I problemi nascono da un mancato orientamento a monte o è un percorso in cui i ragazzi devono crescere man mano?
«È un percorso che devono maturare man mano. Con Fill-Up, dal primo di gennaio apriamo un nuovo servizio improntato su ragazzi e famiglie. Seguiremo direttamente l’interessato accompagnandolo nello sviluppo della personalità e dell’atteggiamento giusto verso scuola e lavoro. Lo aiuteremo a fissare obiettivi e gli insegneremo a riconoscere le regole necessarie per entrare nel mondo del lavoro. Le aziende non hanno più tempo per seguire questi aspetti».

Da un lato le aziende lamentano una ridotta importanza della formazione professionale. Dall’altro i ragazzi scappano. Cosa si deve fare allora?

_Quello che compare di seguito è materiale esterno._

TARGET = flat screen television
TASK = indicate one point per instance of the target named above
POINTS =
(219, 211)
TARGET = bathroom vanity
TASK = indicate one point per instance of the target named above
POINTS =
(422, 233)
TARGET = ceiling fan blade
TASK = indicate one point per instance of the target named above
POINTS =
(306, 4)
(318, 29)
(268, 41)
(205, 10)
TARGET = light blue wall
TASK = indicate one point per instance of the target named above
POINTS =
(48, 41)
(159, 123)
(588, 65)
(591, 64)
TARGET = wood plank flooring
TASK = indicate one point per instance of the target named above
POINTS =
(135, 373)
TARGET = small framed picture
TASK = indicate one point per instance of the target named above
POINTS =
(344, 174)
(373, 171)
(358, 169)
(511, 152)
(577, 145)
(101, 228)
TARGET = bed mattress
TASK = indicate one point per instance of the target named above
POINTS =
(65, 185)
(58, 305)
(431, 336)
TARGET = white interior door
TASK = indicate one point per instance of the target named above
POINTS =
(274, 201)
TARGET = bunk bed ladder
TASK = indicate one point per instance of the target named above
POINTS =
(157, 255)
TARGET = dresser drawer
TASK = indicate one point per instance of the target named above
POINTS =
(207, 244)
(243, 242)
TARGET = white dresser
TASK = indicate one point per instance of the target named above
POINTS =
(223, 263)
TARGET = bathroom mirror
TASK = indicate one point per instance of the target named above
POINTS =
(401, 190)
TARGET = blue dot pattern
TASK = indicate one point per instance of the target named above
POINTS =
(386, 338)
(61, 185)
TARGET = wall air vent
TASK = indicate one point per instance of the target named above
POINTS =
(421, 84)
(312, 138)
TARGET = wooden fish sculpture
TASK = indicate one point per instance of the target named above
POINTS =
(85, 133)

«Si deve partire a monte. Prima di tutto quello che bisogna fare è ridare l’immagine giusta alla formazione professionale. La colpa la hanno anche le associazioni che nel frattempo non hanno modernizzato i canali di formazione. Le professioni sono cambiate e loro sono rimaste indietro. Inoltre non c’è più nemmeno Expo Professioni in Ticino. I giovani non hanno una piattaforma per andare a vedere tutte le professioni. Se un ragazzo desidera svolgere una professione nel segmento industriale, per esempio, come può un genitore reperire le informazioni? Le associazioni devono lavorare sulla promozione delle loro professioni. Bisogna poi migliorare l’immagine della formazione professionale e aiutare le aziende a capire questi giovani, dare qualità alla formazione al suo interno».

Quello che sta accadendo è lo specchio dei nostri tempi?

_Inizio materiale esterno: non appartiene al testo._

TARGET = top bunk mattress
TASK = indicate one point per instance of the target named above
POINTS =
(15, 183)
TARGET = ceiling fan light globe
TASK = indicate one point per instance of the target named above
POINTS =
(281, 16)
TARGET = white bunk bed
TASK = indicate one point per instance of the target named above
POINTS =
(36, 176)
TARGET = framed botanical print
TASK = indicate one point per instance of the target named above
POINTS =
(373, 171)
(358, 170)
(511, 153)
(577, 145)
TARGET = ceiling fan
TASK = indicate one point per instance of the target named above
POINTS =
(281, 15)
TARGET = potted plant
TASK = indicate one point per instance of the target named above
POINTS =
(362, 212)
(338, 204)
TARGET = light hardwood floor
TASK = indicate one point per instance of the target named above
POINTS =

«I ragazzi oggigiorno sono confusi perché non hanno punti di riferimento. Escono da due anni di pandemia e durante i quali il mondo è cambiato. Cercare informazioni sulle professioni è diventato complicato, anche perché ce ne sono di nuove. Inoltre, spesso le famiglie non sanno come aiutarli. Ricevo tantissime chiamate da parte dei genitori che chiedono supporto per i loro figli, perché incapaci di aiutarli. Mi sembra che il mondo in questi due anni sia andato avanti a 100 all’ora, mentre la formazione professionale a 10».

È necessaria una riflessione a livello cantonale.

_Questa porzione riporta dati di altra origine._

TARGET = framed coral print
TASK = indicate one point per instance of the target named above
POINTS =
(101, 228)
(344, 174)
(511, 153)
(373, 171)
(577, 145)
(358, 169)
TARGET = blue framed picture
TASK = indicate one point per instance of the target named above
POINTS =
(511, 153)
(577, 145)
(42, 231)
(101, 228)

«Sono necessarie delle soluzioni. Ma per trovarle dobbiamo collaborare tutti insieme, soprattutto perché serve volontà per risolvere il problema. Continuiamo a dire che il problema esiste, ma poi concretamente sembra non ci sia l’intento di sistemarlo. Risolvere il problema significa individuare misure e finanziamenti. A me sembra che stiamo mettendo dei cerotti, ma purtroppo non tengono più».